On Universities

Gülden Özcan and Ersin Vedat Elgür

Gülden Özcan & Ersin Vedat Elgür (GÖ&EVE): Before getting into the details of your work, we would like to discuss with you the university as an institution and the current positions of academics in relation to politics. At the very beginning of your book Imagining the State you mention how the number of polemic style books and articles has been decreased and indeed almost become invisible as a result of academic research and evaluation practices that had been taking away the self-​confidence of academics under capitalism. With your work in general in a sense you re-​claim this right of producing polemical texts in the world of academia which has been dominated by the culture of capitalism. You not only claim but also practice this right by writing polemical books such as Imagining the State, The Fabrication of Social Order, Critique of Security and most recently, perhaps the most controversial of all, your edited book called Anti-​Security. In these works while dealing with the conventional assets of the discipline of political science such as the state, law, fascism and civil society on the one hand, you also introduce new terms, or rather the terms that only certain disciplines take issue with, to the area of political science such as police power, security, monstrous, the dead and pacification on the other hand.
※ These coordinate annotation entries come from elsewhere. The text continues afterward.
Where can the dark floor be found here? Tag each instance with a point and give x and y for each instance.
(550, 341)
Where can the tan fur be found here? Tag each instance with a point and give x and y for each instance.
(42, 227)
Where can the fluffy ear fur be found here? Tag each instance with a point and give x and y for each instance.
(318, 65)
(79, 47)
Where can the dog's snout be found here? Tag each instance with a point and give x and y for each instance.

Can you tell us the kind of experience you have had while being in academia and producing such work? Also, our journal Kampfplatz, too, aims to offer a space for polemics (as, we hope, its name tells it all) and thus aims to have a kind of publication policy that stays away from academic rituals. Do you think there are ways to stay out of the academia in the act of producing knowledge, or is it possible to institutionalize knowledge-​production besides the academia? What would be the place for such activity: independent journals, independent academy-​like institutes, or perhaps community libraries?